Defendant also argues that there was no evidence at the preliminary hearing that he knew or should have known the car was stolen, or that he had anything to do with the theft. However, evidence was introduced which showed that the vehicle and engine identification numbers had been altered, from which the magistrate could infer that defendant knew the car was stolen. Guilty knowledge may be inferred from the facts proved. (People v. Reed, 190 Cal.App.2d 344, 353, 11 Cal.Rptr. 780.)

Here, the evidence introduced at the preliminary hearing established the following facts: The Model 1966 Volkswagen had been stolen; plaintiff was in possession of the stolen car; he left it at the auto agency after offering to sell it for $1,600; he furnished the dealer with forged evidence of title, and he received a $1,600 check as consideration for the car. A prima facie case of obtaining money or property under false pretenses was established when the dealer was induced to part with the check in exchange for the car.
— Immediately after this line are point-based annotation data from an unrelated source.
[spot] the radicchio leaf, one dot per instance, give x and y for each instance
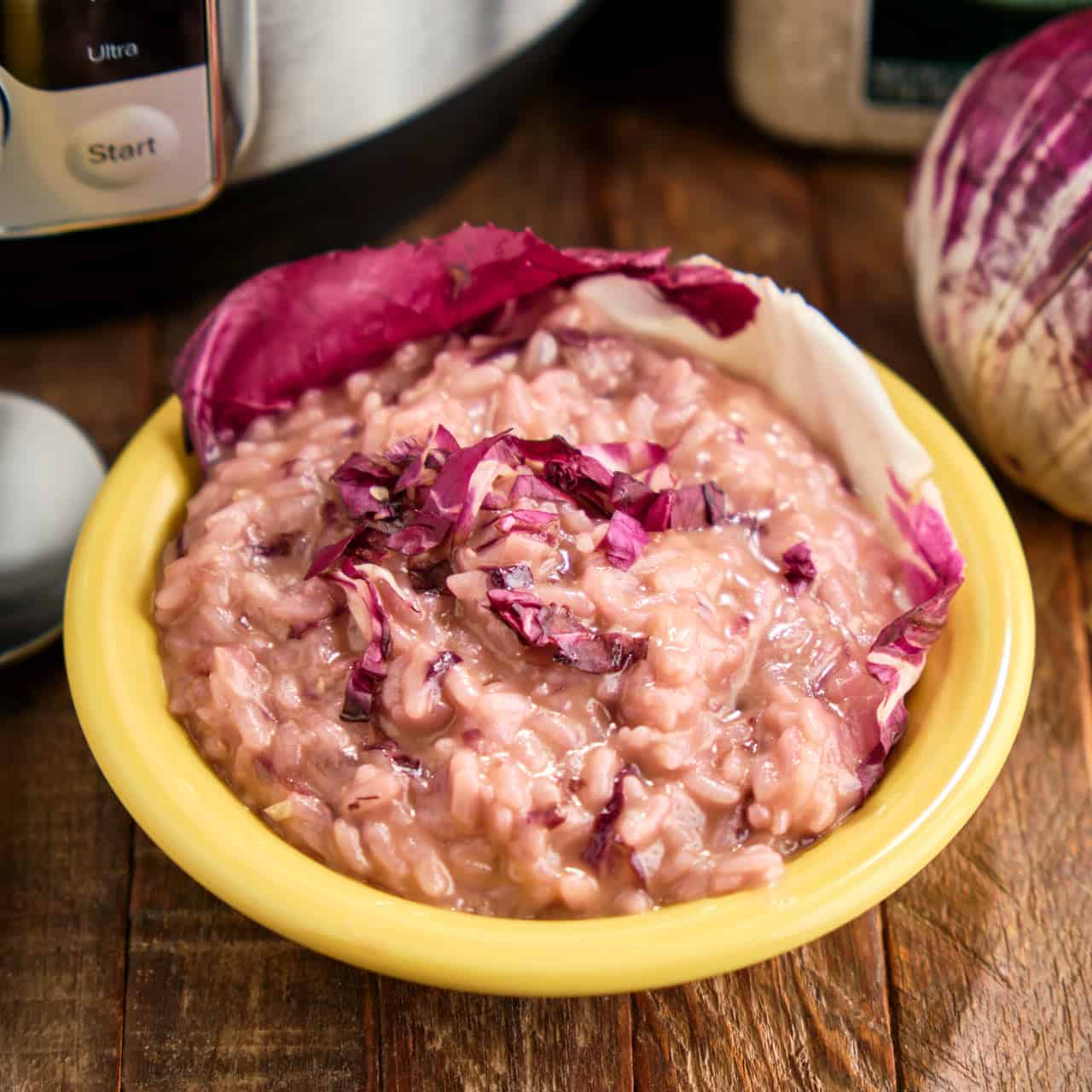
(532, 521)
(546, 817)
(603, 830)
(897, 655)
(314, 322)
(799, 568)
(547, 624)
(624, 541)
Finally, defendant maintains that the evidence was insufficient to sustain his conviction of grand theft. He contends there was no evidence that he ever made any representation that he was the owner of the 1966 Volkswagen, and there was no evidence that he knew that the Volkswagen had been stolen or that the documents of title were imperfect.
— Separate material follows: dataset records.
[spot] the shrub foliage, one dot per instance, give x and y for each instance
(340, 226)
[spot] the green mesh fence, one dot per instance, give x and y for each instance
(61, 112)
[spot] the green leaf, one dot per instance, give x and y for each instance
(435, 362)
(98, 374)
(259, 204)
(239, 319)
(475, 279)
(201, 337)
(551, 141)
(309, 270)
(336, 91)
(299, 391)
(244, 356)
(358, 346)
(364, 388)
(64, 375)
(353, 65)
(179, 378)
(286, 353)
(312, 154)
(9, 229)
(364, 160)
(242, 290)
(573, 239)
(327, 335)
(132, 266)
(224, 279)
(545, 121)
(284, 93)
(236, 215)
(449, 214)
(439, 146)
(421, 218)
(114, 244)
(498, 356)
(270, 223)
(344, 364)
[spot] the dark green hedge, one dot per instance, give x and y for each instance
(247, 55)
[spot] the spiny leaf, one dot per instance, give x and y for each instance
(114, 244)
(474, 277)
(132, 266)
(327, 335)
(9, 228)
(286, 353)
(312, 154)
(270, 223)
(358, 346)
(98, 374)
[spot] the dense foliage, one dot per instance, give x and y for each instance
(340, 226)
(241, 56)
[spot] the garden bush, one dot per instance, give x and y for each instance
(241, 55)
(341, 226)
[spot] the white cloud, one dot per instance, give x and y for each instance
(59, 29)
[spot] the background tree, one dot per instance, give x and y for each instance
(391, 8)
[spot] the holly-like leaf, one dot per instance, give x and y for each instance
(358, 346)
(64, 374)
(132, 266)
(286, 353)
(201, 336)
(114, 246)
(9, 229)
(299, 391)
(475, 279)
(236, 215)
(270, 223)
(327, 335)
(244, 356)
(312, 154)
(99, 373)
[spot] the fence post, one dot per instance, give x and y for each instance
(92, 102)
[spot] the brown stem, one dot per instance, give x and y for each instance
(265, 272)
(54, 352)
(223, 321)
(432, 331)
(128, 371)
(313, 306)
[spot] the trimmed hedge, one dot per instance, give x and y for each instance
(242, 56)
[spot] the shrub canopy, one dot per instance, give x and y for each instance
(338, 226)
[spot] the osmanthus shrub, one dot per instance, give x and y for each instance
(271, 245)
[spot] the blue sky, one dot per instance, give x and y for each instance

To establish a theft by false pretenses, it is necessary that the defendant made a false pretense or representation with intent to defraud the owner of his property, and to prove that the owner was, in fact, defrauded. (People v. Ashley, 42 Cal.2d 246, 259, 267 P.2d 271.) To establish the commission of the crime of grand theft sounding in false pretenses, the following factors must be proved: (1) The making of a false representation; (2) knowledge that the representation is false with intent to deprive the owner of his property; and (3) proof that the owner was actually defrauded and that he parted with his property in reliance on false representations. (People v. Parker, 235 Cal.App.2d 86, 92, 44 Cal.Rptr. 900; People v. Platt, 124 Cal.App.2d 123 132, 268 P.2d 529.) Intent to defraud is an essential element of grand theft by false pretenses, but such intention is inferable from the facts. (People v. Conlon, 207 Cal.App.2d 86, 92, 24 Cal.Rptr. 219; People v. Henderson, 79 Cal.App.2d 94, 118, 179 P.2d 406.) Knowledge may also be inferred. (People v. Reed, Supra, 190 Cal.App.2d 344, 353, 11 Cal.Rptr. 780.)
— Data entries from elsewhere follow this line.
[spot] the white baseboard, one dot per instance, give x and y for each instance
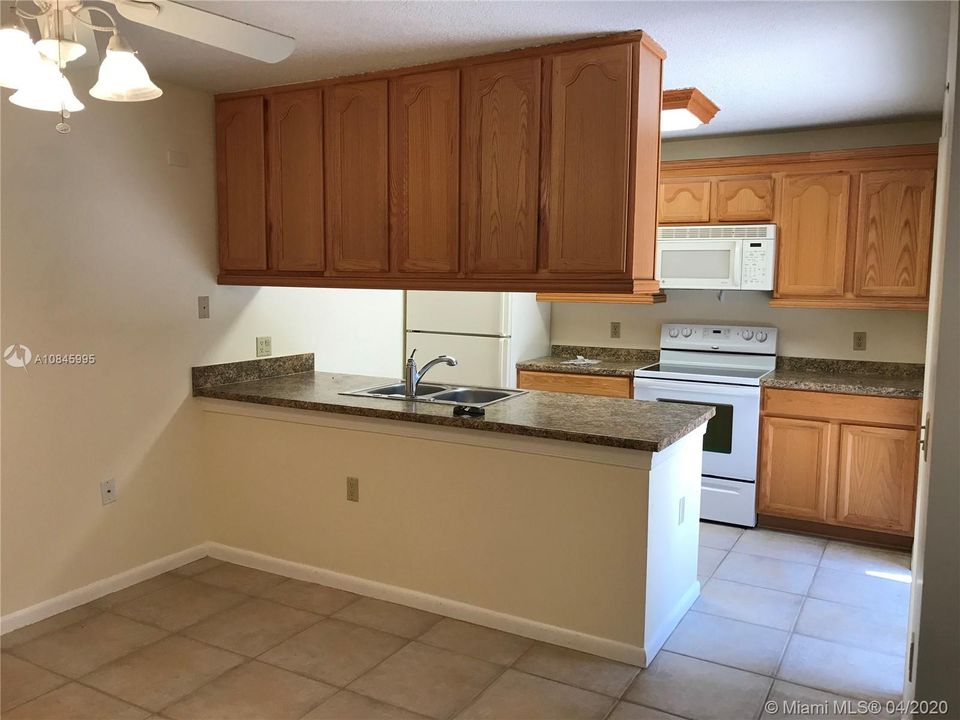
(93, 591)
(633, 654)
(655, 638)
(604, 647)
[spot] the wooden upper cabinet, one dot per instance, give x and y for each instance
(296, 180)
(589, 150)
(684, 201)
(501, 166)
(743, 199)
(241, 184)
(877, 478)
(795, 467)
(355, 140)
(814, 214)
(425, 171)
(894, 229)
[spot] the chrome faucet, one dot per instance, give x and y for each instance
(411, 377)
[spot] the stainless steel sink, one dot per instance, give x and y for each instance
(441, 394)
(473, 396)
(397, 389)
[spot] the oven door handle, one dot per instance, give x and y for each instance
(711, 388)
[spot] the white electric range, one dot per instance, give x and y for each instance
(718, 365)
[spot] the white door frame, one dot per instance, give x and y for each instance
(941, 217)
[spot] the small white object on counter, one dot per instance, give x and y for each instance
(580, 360)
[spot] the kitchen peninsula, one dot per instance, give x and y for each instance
(548, 517)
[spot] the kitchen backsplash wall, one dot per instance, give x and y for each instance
(892, 335)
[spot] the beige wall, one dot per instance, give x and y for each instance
(892, 335)
(105, 249)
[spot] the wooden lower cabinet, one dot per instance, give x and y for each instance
(795, 468)
(606, 385)
(877, 478)
(839, 460)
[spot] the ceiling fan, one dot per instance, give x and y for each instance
(67, 29)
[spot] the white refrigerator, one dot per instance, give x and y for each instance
(488, 334)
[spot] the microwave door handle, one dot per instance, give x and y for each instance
(737, 265)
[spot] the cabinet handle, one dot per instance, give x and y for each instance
(925, 437)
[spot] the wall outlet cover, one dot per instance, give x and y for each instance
(108, 491)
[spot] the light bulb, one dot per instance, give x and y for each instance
(47, 89)
(123, 78)
(18, 56)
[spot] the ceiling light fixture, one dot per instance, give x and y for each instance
(35, 70)
(685, 109)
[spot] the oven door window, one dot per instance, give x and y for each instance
(719, 435)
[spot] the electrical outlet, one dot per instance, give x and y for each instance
(108, 491)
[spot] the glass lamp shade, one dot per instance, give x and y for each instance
(60, 51)
(678, 119)
(18, 57)
(123, 78)
(47, 89)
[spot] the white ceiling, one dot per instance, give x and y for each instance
(768, 65)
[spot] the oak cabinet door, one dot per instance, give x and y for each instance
(296, 180)
(812, 247)
(877, 478)
(746, 199)
(501, 166)
(425, 171)
(894, 227)
(241, 184)
(589, 154)
(358, 221)
(795, 468)
(580, 384)
(684, 201)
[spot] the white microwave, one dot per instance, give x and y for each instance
(716, 257)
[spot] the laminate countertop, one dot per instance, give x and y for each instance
(849, 377)
(612, 422)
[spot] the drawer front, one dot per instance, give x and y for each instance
(866, 409)
(582, 384)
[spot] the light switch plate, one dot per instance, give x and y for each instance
(108, 491)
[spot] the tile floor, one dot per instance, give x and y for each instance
(780, 616)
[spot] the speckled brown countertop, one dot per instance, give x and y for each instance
(613, 361)
(613, 422)
(851, 377)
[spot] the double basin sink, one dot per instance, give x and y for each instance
(442, 394)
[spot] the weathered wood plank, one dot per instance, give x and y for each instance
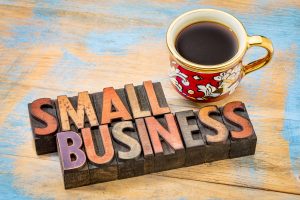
(37, 62)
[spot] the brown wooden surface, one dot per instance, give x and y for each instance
(56, 48)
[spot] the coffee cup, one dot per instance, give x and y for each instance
(211, 78)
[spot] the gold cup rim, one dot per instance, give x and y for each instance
(206, 68)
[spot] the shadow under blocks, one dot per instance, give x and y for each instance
(128, 132)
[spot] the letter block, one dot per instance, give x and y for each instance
(44, 124)
(128, 150)
(111, 105)
(166, 141)
(138, 100)
(214, 132)
(194, 144)
(156, 97)
(76, 112)
(146, 146)
(242, 135)
(73, 159)
(102, 161)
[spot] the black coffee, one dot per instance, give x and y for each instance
(207, 43)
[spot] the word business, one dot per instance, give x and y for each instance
(127, 132)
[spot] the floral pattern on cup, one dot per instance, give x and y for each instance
(205, 86)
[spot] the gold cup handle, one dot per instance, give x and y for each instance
(263, 42)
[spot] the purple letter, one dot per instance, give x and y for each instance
(68, 146)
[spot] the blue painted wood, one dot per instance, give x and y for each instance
(47, 48)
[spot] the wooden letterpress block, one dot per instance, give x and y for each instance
(214, 132)
(111, 105)
(166, 141)
(242, 136)
(156, 97)
(194, 144)
(73, 159)
(44, 124)
(146, 146)
(76, 112)
(138, 101)
(102, 162)
(128, 149)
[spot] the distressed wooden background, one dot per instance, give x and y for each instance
(52, 47)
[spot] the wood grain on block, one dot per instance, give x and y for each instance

Proof of a false factual representation need not be by words alone; it may be implied from conduct; it may be made either expressly or by implication; the form of the words in which the pretense is couched is immaterial; if the words or conduct are intended to create the impression that defendant is making a representation as to a present fact, the pretense is within the statute. (People v. Staver, 115 Cal.App.2d 711, 717, 252 P.2d 700; People v. Mace, 71 Cal.App. 10, 21, 234 P. 841.)

While defendant strongly urges that there was no proof that he was involved in a theft of the Volkswagen, he was not convicted of auto theft but of inducing the auto agency owner to part with $1,600 for the stolen automobile. The evidence of his guilt was overwhelming. The jury could have inferred that he purchased the damaged chassis using the name of ‘Bill Iverson,’ or that it was purchased in his behalf; he presented the false and forged documents depicting title to the auto agency; and he offered to sell the stolen car by use of forged documents of ownership, for which he received the $1,600 check in which ‘Bill Iverson’ was designated as payee; the check was deposited in the Bank of America bank account of Bill Iverson and he had been seen in the bank on several occasions; he was identified as being the same person as Bill Iverson; since he was in the business of rebuilding salvaged automobiles, it can be inferred that he possessed the tools for changing the identification numbers. The foregoing evidence was sufficient to sustain his conviction.

The judgment of conviction is affirmed.

KERRIGAN, Associate Justice.

McCABE, P.J., and GARDNER, J. pro tem,[FN*] concur.